Given the close link between the Conservatoire and the Société des Concerts, it’s easy to imagine Farrenc being tempted to write for the orchestra, encouraged both by her husband and by her connection to the musicians.

In Farrenc’s era, orchestral instruments were considered largely a male domain, which is partly why she studied the piano as her own main instrument. What was considered so different about the piano that made it more “acceptable” for study by women?

There are many answers. The first is that in the nineteenth century, society was particularly sharply divided between the public and private sphere. Men operated in the public sphere, and women were essentially seen as belonging to the private. The piano was an essential element of a “good family” and, since it was a domestic instrument, formed part of the private sphere. Learning the piano was almost compulsory among young girls from good families.

The second factor is that the posture necessary for playing the piano corresponds to the way women presented themselves in the nineteenth century. For reasons of propriety and also psychological reasons. There was a lot of discussion at that time about instruments “adapted” for women; for instance, certain “specialists” expressed their concerns about the effects of the harp’s resonating body on women’s chests, others considered that holding a violin, with the left arm elevated, was not proper (and all the more so because the tension in the raised arm could distort the chest…) And of course, the playing of wind instruments, which involves holding something on or in the mouth, was not socially acceptable.

So in sum, the piano was an instrument that was associated with the milieu in which women lived, and one which, through its “appropriate” posture, was compatible with the image that women had to present.

In addition to Farrenc’s career as a composer and professor, she and her husband also seem to have pioneered the idea of reviving older music and performing it in a historically-informed way. Should we also be regarding her as one of the first trailblazers of the early music movement?

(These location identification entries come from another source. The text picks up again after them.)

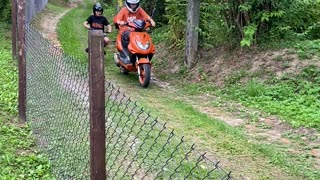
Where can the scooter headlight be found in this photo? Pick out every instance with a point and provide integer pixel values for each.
(143, 46)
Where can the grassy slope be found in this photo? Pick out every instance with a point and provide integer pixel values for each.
(246, 157)
(18, 157)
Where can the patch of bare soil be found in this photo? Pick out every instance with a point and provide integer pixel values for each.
(217, 65)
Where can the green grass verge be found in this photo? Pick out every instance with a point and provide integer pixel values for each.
(227, 140)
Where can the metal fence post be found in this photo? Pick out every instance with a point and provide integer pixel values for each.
(97, 105)
(22, 61)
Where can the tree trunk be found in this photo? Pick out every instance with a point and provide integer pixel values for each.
(192, 34)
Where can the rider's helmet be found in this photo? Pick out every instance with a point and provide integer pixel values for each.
(129, 2)
(97, 7)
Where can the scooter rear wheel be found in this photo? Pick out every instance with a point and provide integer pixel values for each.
(145, 73)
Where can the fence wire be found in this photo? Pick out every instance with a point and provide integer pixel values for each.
(138, 146)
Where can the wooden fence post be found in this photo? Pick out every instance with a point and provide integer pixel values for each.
(97, 105)
(22, 61)
(193, 16)
(14, 29)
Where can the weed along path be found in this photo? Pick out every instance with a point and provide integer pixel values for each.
(250, 143)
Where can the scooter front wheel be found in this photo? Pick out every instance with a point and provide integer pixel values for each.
(145, 73)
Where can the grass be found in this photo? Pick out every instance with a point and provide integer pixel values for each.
(212, 135)
(19, 158)
(224, 140)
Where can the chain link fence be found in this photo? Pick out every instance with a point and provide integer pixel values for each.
(138, 146)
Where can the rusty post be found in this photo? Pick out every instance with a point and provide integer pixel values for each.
(22, 61)
(97, 105)
(14, 29)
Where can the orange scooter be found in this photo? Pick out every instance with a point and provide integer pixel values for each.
(137, 55)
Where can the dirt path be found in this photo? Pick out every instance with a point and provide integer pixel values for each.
(263, 129)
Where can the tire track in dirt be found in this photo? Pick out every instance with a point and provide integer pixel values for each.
(264, 130)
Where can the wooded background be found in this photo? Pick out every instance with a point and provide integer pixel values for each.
(231, 23)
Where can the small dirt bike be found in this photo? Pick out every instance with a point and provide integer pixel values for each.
(137, 55)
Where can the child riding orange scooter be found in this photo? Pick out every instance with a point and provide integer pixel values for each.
(134, 45)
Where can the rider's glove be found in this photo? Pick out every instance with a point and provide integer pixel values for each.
(120, 23)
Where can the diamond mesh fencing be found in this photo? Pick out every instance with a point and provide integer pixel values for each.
(138, 146)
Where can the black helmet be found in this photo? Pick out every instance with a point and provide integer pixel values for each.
(129, 2)
(97, 7)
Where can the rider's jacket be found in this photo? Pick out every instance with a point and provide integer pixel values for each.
(127, 16)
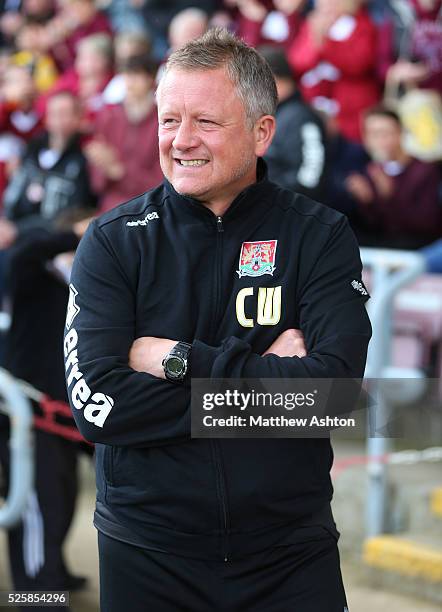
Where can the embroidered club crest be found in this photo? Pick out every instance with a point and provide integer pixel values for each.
(257, 258)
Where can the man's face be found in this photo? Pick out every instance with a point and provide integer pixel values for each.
(382, 137)
(207, 149)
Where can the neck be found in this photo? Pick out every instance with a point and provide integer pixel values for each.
(220, 204)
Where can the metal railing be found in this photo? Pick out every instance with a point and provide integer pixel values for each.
(21, 443)
(391, 270)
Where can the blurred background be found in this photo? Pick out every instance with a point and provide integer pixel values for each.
(359, 128)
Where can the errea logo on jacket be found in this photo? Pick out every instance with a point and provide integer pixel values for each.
(145, 221)
(358, 286)
(97, 410)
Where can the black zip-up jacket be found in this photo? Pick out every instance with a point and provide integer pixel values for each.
(164, 265)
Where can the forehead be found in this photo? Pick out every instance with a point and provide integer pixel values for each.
(198, 91)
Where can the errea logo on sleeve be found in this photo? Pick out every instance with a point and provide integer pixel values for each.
(73, 308)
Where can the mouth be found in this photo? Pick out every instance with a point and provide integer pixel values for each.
(186, 163)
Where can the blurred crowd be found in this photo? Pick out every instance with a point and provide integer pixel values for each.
(360, 113)
(359, 128)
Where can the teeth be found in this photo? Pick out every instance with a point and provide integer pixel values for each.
(193, 162)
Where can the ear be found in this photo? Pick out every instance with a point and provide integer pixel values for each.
(264, 131)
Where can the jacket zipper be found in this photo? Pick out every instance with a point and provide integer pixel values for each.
(221, 485)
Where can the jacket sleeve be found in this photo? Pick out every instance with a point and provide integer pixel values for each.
(333, 320)
(296, 157)
(112, 403)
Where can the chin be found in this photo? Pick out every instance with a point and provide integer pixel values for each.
(187, 188)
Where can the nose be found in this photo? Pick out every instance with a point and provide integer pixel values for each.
(185, 137)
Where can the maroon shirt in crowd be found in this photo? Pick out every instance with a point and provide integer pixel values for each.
(412, 209)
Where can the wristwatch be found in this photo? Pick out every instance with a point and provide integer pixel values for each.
(175, 363)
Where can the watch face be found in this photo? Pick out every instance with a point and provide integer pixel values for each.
(175, 366)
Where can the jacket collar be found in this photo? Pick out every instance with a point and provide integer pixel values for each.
(251, 197)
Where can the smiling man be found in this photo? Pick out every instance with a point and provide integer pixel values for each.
(216, 273)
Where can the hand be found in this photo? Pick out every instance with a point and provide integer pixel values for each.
(8, 233)
(105, 158)
(359, 187)
(289, 344)
(147, 353)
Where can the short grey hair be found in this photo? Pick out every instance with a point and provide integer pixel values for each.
(248, 71)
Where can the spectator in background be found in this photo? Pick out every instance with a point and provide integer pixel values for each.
(52, 176)
(264, 22)
(345, 158)
(419, 54)
(15, 12)
(123, 154)
(334, 57)
(20, 118)
(397, 196)
(126, 45)
(296, 159)
(34, 353)
(159, 13)
(78, 19)
(31, 43)
(187, 25)
(92, 73)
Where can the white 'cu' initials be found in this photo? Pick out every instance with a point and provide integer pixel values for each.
(268, 307)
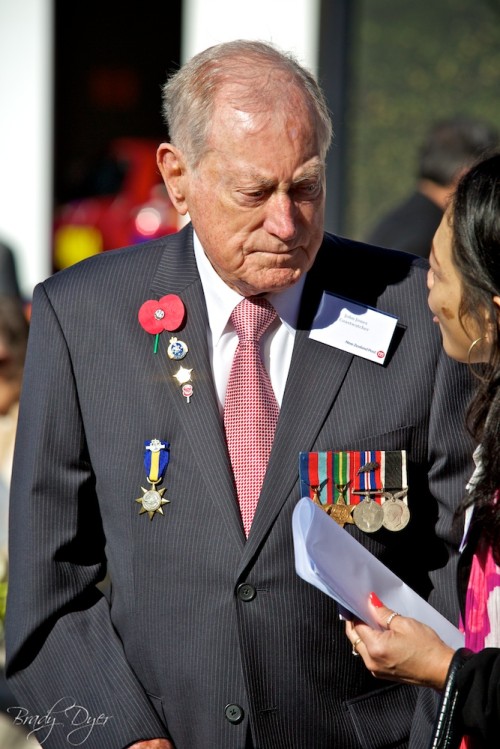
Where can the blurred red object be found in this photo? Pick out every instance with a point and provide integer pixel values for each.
(133, 206)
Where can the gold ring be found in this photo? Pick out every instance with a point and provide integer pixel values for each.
(390, 618)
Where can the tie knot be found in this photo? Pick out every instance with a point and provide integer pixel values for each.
(251, 318)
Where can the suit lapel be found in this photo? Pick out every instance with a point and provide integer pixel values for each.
(177, 274)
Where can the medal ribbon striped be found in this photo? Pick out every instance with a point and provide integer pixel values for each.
(321, 473)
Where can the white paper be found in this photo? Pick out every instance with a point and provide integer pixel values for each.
(329, 558)
(353, 327)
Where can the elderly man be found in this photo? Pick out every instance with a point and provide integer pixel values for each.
(159, 442)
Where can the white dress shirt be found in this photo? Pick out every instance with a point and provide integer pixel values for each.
(276, 343)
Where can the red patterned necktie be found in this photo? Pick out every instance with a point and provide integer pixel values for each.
(250, 409)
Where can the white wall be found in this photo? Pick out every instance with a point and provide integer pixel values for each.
(26, 135)
(291, 24)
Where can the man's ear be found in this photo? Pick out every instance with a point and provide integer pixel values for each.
(172, 167)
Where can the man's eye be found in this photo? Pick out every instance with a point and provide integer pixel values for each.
(309, 190)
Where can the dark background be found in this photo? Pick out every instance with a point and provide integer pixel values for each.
(389, 68)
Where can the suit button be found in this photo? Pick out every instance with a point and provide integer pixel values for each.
(246, 592)
(234, 713)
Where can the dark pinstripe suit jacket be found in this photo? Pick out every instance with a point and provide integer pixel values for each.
(177, 642)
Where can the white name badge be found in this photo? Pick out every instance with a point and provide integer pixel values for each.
(353, 327)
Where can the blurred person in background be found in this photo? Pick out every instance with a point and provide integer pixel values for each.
(464, 295)
(450, 147)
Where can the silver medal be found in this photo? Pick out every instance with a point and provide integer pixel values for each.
(368, 515)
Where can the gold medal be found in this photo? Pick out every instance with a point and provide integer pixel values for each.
(396, 512)
(341, 512)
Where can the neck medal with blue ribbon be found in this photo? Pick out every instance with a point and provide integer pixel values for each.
(156, 456)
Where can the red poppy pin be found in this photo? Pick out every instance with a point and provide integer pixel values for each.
(166, 313)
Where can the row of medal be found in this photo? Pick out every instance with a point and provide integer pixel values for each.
(367, 488)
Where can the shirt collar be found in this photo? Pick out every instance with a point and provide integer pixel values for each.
(221, 299)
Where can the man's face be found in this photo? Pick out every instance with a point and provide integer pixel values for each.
(256, 199)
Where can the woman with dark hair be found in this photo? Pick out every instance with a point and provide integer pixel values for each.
(464, 296)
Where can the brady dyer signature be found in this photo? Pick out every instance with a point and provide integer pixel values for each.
(66, 715)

Absolutely. The Farrencs consulted and collected a great number of sources, and Louise Farrenc made use of them simultaneously as a scholar and as a performer. Over and above the work of merely “dusting off” these works, she seems to have been genuinely taken with early music, which would explain the important place she reserves for it in her impressive Trésor des pianistes. We should also note that Louise Farrence was the author of a Traité des abréviations, that is to say ornamentation; here her pedagogical side is combined with her interests in scholarship and performance.

1871 in France saw an abrupt turning-away from Germanic influences as part of a reaction to a shock military defeat by Prussia. Did this affect how Farrenc’s music was regarded after her death?

It’s hard to say… It does seem that Farrenc’s symphonic music was already being forgotten only a few years after her death. She seems to have been remembered essentially as just a teacher and professor, before her music was rediscovered in the 1970s (by the efforts of Bea Friedland among others). I don’t know if Farrenc’s music was associated with the German tradition at this time; I’d imagine rather that people preferentially turned towards those composers who claimed to be creating a “typically French” sound; that wasn’t something Farrenc was interested in.